We can afford these things. With inequality reaching new extremes, and corporations and the wealthy rigging the tax code to their benefit, we can pay for them without raising taxes on middle- and low-income Americans.
“Too radical, impractical, too costly, impossible, can’t pass the Senate.”
Those are the terms centrist Democrats use to describe the bold reform ideas put forth by Bernie Sanders and Elizabeth Warren in the Democratic presidential primaries.
“Venezuela, socialist, communist tripe, crazy” are the jibes preferred by President Donald Trump and Republicans.
All this begs the same question: What do they plan to do to meet the challenges we face?
For most Americans, this isn’t a rhetorical question. The economy, Trump boasts, is as good as it has ever been in terms of the top line unemployment figures, but it still doesn’t work for most Americans.

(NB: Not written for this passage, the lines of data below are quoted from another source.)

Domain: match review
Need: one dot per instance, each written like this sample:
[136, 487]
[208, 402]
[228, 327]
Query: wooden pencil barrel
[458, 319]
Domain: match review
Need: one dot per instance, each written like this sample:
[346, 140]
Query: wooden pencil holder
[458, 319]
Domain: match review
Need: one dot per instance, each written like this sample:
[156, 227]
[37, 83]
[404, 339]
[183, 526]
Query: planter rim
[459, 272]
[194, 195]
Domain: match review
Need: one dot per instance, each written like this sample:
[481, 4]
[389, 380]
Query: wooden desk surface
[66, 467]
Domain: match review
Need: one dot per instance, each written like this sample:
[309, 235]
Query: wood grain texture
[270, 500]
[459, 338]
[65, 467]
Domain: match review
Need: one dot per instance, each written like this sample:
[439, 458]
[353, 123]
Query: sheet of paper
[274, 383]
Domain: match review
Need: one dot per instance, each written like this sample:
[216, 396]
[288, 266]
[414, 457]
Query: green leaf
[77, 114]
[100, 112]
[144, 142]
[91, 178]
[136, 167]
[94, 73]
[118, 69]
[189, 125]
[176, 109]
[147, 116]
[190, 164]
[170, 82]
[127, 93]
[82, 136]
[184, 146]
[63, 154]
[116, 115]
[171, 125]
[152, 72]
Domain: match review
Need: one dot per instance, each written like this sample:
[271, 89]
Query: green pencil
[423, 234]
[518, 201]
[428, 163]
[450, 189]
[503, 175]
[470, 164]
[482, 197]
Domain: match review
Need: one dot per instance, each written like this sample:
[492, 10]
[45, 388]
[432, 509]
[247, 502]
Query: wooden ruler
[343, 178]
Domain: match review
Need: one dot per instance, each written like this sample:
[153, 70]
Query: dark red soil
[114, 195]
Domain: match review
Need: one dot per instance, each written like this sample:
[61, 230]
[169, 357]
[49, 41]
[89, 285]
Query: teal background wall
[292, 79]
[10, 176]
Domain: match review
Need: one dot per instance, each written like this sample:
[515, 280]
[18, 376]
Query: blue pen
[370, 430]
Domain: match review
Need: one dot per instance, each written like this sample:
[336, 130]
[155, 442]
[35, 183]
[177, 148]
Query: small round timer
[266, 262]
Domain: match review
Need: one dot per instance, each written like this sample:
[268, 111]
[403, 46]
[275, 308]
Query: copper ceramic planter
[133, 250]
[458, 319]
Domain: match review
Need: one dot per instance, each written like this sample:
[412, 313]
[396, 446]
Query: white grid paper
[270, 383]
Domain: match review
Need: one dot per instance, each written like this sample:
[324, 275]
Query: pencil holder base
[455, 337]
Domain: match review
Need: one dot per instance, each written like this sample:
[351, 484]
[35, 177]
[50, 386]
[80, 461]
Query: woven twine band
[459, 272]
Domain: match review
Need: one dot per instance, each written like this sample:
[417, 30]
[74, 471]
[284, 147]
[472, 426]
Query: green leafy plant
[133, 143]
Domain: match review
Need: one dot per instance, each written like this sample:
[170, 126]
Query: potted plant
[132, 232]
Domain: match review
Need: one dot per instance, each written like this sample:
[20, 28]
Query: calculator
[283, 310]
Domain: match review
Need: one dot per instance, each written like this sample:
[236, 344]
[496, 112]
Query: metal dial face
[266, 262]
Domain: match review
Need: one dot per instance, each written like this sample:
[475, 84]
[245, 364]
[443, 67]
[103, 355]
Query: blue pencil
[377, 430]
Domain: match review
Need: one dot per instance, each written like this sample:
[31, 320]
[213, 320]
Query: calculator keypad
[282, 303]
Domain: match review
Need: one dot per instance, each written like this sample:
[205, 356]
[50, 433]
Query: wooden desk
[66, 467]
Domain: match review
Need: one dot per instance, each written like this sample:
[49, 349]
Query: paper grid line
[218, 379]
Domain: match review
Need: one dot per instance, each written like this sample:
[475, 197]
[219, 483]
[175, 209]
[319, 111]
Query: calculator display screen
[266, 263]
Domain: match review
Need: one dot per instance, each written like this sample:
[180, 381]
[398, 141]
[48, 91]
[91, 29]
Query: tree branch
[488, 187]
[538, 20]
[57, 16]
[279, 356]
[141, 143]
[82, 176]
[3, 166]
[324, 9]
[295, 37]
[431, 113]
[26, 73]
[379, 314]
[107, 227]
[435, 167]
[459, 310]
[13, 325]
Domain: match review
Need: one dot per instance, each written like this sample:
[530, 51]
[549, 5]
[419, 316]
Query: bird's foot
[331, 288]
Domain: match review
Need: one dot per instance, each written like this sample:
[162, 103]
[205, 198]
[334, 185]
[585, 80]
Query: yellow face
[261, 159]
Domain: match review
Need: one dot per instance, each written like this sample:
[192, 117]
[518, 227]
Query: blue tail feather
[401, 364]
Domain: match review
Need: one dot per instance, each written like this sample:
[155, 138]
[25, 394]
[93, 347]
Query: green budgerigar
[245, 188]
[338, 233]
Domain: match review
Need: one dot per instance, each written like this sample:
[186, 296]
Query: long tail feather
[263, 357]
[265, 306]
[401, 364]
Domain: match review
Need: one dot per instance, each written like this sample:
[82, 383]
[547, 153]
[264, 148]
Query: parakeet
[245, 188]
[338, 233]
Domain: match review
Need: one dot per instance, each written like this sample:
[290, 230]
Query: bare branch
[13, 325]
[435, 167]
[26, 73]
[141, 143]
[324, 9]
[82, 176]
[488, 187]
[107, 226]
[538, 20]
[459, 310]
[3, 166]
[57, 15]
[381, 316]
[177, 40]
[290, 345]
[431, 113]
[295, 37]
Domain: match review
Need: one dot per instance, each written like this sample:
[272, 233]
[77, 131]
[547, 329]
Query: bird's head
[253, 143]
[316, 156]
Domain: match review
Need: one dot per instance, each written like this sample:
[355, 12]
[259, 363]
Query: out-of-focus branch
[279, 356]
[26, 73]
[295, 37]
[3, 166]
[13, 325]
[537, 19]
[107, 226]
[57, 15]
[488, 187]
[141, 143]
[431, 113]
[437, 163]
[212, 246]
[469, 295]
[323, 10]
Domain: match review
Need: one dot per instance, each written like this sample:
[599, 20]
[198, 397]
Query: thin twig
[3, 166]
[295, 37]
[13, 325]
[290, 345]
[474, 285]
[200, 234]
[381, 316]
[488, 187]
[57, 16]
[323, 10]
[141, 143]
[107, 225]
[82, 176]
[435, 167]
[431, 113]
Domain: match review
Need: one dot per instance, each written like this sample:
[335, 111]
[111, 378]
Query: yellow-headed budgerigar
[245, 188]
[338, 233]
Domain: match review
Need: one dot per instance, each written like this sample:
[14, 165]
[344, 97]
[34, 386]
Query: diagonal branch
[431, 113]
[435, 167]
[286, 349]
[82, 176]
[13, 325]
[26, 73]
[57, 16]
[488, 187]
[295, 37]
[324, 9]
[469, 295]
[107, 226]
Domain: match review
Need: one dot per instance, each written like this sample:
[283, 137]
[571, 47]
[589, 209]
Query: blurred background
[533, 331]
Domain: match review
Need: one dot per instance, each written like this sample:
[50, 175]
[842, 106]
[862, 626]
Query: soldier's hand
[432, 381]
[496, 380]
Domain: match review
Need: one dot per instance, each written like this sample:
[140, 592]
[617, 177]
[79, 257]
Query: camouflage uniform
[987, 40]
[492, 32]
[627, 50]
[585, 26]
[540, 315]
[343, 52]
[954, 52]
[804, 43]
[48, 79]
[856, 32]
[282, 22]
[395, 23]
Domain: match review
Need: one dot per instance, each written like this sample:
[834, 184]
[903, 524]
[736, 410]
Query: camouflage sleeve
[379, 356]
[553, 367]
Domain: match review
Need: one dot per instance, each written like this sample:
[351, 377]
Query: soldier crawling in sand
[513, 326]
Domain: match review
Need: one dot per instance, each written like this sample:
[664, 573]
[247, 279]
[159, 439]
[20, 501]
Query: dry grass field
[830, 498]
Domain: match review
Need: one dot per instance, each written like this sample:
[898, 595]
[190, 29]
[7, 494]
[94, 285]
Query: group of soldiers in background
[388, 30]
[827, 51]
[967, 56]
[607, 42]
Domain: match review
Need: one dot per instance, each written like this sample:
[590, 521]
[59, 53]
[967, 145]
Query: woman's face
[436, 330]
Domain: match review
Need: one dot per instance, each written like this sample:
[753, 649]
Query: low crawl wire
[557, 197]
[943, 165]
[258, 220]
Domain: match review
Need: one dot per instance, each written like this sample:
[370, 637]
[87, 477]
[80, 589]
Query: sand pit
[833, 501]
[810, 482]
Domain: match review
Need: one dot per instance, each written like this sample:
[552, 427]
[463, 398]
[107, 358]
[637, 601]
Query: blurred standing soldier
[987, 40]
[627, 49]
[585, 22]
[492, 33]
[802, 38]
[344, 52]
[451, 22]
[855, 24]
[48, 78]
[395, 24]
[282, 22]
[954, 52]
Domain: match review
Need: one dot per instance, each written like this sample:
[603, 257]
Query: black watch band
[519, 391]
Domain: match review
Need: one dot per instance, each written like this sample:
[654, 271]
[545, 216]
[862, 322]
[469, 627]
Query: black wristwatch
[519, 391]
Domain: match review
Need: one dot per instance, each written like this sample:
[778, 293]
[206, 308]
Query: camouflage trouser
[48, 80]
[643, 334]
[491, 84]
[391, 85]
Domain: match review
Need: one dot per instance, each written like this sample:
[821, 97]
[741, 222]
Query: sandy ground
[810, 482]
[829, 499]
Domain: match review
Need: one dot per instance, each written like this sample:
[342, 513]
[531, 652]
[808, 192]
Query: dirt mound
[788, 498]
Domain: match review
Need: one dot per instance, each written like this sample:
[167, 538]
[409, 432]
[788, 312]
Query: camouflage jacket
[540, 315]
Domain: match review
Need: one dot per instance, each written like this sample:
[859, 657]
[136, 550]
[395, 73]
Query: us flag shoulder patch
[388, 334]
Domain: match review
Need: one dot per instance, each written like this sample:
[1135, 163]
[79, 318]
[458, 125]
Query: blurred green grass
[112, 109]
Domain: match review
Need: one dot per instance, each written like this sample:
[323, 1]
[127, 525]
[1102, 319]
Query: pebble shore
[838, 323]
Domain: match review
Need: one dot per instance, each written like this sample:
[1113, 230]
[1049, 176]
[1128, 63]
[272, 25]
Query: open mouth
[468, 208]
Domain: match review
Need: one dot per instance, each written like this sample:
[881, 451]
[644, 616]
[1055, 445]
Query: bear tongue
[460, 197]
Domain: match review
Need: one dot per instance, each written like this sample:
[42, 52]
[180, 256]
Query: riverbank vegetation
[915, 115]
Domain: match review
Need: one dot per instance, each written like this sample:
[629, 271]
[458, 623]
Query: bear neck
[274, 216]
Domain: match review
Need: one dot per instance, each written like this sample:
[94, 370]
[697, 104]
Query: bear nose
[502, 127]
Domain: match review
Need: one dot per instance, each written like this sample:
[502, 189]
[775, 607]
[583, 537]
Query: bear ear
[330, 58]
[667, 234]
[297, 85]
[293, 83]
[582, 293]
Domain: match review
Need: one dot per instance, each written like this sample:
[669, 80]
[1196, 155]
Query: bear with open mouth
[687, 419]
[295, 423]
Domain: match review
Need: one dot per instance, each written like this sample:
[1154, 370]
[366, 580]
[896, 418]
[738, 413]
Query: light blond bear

Wages have been inching up, but they aren’t rising as fast as the cost of basics—housing, college, health care. Working families—whether middle or low income—are struggling simply to stay afloat.
Depths of despair are soaring, particularly among the young. Illness is still the leading cause of bankruptcy.
Half of all Americans have no retirement plan other than Social Security. The climate emergency is a clear and present danger, costing more lives, more displacement and billions in damage each year.
If we are going to address these challenges, we need reforms that correspond with the size of the problem. An adhesive bandage won’t stop a leg hemorrhage. A wall can’t shut out the cataclysmic storms, droughts, floods and tides of the climate emergency.